Delany traveled in the South in 1839 to observe slavery firsthand. Beginning in 1847, he worked alongside Frederick Douglass in Rochester, New York to publish the North Star. In 1850, Delany was one of the first three black men admitted to Harvard Medical School, but all were dismissed after a few weeks because of widespread protests by white students. These experiences convinced Delany that black people had no future in the United States, leading him instead to the possibility of settling them in Africa. He visited Liberia, a United States colony founded by the American Colonization Society, and lived in Canada for several years, but when the American Civil War began, he returned to the United States. When the United States Colored Troops were created in 1863, he recruited for them. Commissioned as a major in February 1865, Delany became the first African American field grade officer in the United States Army.

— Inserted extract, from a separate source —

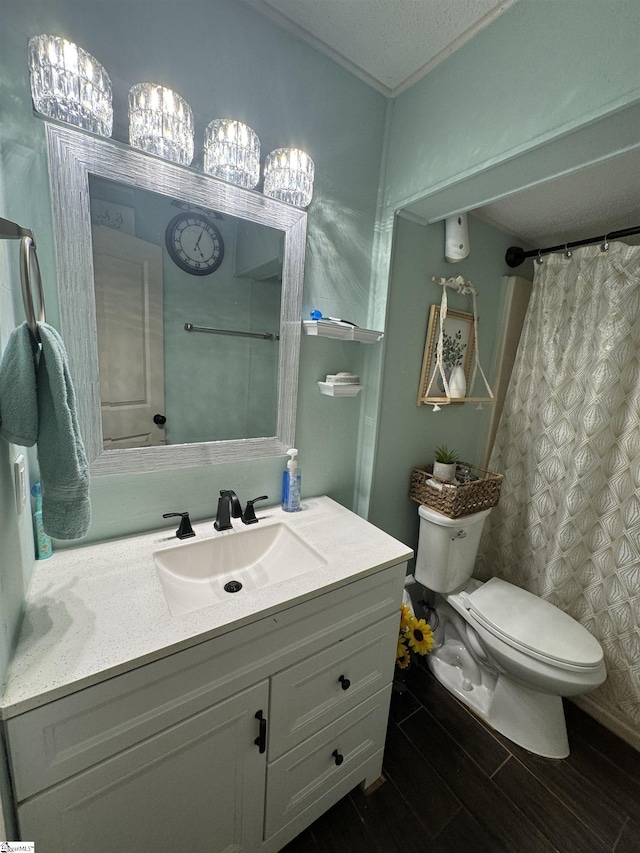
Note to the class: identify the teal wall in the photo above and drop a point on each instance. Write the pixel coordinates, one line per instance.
(542, 71)
(408, 433)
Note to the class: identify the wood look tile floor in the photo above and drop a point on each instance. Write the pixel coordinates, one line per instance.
(453, 785)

After the Civil War, Delany went to the South, settling in South Carolina. There he worked for the Freedmen's Bureau and became politically active, including in the Colored Conventions Movement. Delany ran unsuccessfully for Lieutenant Governor as an Independent Republican. He was appointed as a trial judge, but he was removed following a scandal. Delany later switched his party affiliation. He worked for the campaign of Democrat Wade Hampton III, who won the 1876 election for governor in a season marked by violent suppression of black Republican voters by Red Shirts and fraud in balloting.

Delany was born free in Charlestown, Virginia (present-day Charles Town, West Virginia, not Charleston, West Virginia) to Pati and Samuel Delany. Although his father was enslaved, his mother was a free woman. Under Virginia's slave laws, children were considered born into the social status of their mothers (partus sequitur ventrem). All of Delany's grandparents had been born in Africa. His paternal grandparents were of Mandinka ethnicity (from modern-day Mali), taken captive during warfare and brought as slaves to the Virginia colony. Family oral history said that the grandfather was a chieftain, who had escaped to Canada for a period, and died resisting slavery's abuses.

His mother Pati's parents were born in the Niger Valley, West Africa, and were of Mandinka ethnicity. Her father was said to have been a prince named Yafaye, captured with his betrothed Fenda and brought to America as slaves. After some time, their master gave them their freedom in Virginia, perhaps based on their noble birth. Yafaye returned to Africa. Graci stayed in the colony with their only daughter Pati. When Delany was just a few years old, attempts were made to enslave him and a sibling. Their mother Pati carried her two youngest children 20 miles to the courthouse in Winchester to argue successfully for her family's freedom, based on her own free birth.

As he grew up, Delany and his siblings learned to read and write using The New York Primer and Spelling Book, given to them by a peddler. Virginia prohibited education of black people. When the book was discovered in September 1822, Pati moved with her children to nearby Chambersburg in the free state of Pennsylvania to ensure their continued freedom. They had to leave their father Samuel, but a year later he was allowed to buy his freedom and he rejoined his family in Chambersburg.

In Chambersburg, young Martin continued learning. Occasionally he left school to work when his family could not afford for him to study. In Pennsylvania, black children were only educated through the elementary grades, so Delany educated himself by reading. In 1831, at the age of 19, he journeyed west to the growing city of Pittsburgh, where he attended the Cellar School of the African Methodist Episcopal Church. He apprenticed with a white physician.

Delany and three other young black men were later accepted into Harvard Medical School, but they were forced to leave after white students protested. The whites reportedly petitioned the school to exclude applicants of color.